Perhaps the easiest opportunity for innovation alignment occurs within research and development (R&D), an area that most companies have defined as important to their futures.
Technology support for corporate R&D might focus on R&D processes, tools to enhance the R&D process, tools that contribute to innovation, and metrics to measure success/failure. There are also opportunities to exploit some new information technologies in the R&D process, such as online contests to solve complicated research and development problems.
Innovation alignment also requires the integration of strategic and operational alignment where new ideas are strategically viable and operationally feasible. This kind of integrative thinking is hard to achieve but when successful it can literally change the face of a company.
People alignment is the key ingredient to all of the alignment flavors. We need people to execute the alignment agenda.
But which people? Each of the alignment flavors requires a different set of skills and competencies. In fact, the flavors are so different that the necessary skills and competencies generally cannot be found in the same people. This has huge implications for companies seeking alignment.
If you look at the five flavors its easy to see how the skills and competencies required for each differ so dramatically.

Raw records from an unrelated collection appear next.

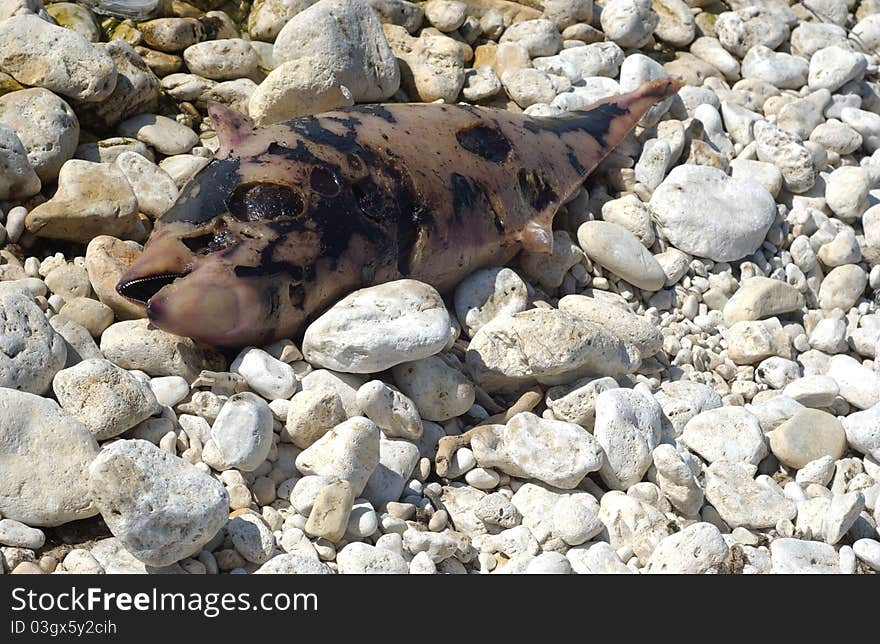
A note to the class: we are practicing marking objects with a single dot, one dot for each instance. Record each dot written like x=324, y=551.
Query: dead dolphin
x=290, y=218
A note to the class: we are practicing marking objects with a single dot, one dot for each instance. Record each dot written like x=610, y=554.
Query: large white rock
x=108, y=400
x=44, y=460
x=397, y=460
x=743, y=501
x=554, y=452
x=343, y=38
x=695, y=550
x=702, y=211
x=31, y=351
x=136, y=344
x=437, y=386
x=378, y=327
x=349, y=451
x=628, y=429
x=160, y=507
x=726, y=434
x=38, y=53
x=618, y=250
x=546, y=345
x=241, y=435
x=863, y=431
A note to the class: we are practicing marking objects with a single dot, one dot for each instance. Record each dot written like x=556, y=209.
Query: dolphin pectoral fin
x=232, y=128
x=537, y=237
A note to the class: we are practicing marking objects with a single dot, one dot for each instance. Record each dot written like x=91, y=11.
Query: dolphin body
x=289, y=218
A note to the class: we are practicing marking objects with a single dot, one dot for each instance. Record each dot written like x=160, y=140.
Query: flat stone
x=160, y=507
x=378, y=327
x=743, y=501
x=108, y=400
x=688, y=207
x=618, y=250
x=808, y=435
x=726, y=434
x=555, y=452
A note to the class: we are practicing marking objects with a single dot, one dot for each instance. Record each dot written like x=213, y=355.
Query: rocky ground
x=687, y=384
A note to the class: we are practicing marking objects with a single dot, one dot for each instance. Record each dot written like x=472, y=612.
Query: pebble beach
x=689, y=383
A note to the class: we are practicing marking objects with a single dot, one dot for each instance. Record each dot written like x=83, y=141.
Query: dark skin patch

Strategic alignment requires a top-down, holistic view of the business coupled by a purposeful view of technology, that is, how technology enables broad business agendas not just specific transactions. Infrastructure alignment is about the details of architectures, cost-effectiveness, reliability and security. Operational alignment requires skills in the delivery and support areas, as well as in the areas of flexibility and agility. Innovation alignment requires a great many creative skills as well as the ability to detach from day-to-day infrastructure and operational activities. People alignment requires us to examine the skills of all the professionals responsible for alignment, assess the gaps and fill them with the right people at the right time doing the right things.
Achieving total alignment is difficult. When we think about alignment and read testimonials to alignment success were usually reading about one or two alignment flavors not the whole sampler.
Total alignment is tough because of the diverse skills necessary to achieve it; perhaps the best way to achieve it is to recognize the differences among alignment goals and pursue alignment as though it were five inter-connected processes and then find people that understand the importance of integration.
The key as always is people. Without the right people pursuing integrated alignment not much progress will be made and you may be doomed to wonder how all those servers are helping the company make money or why everyone has CRM software but very few customers that need that much attention.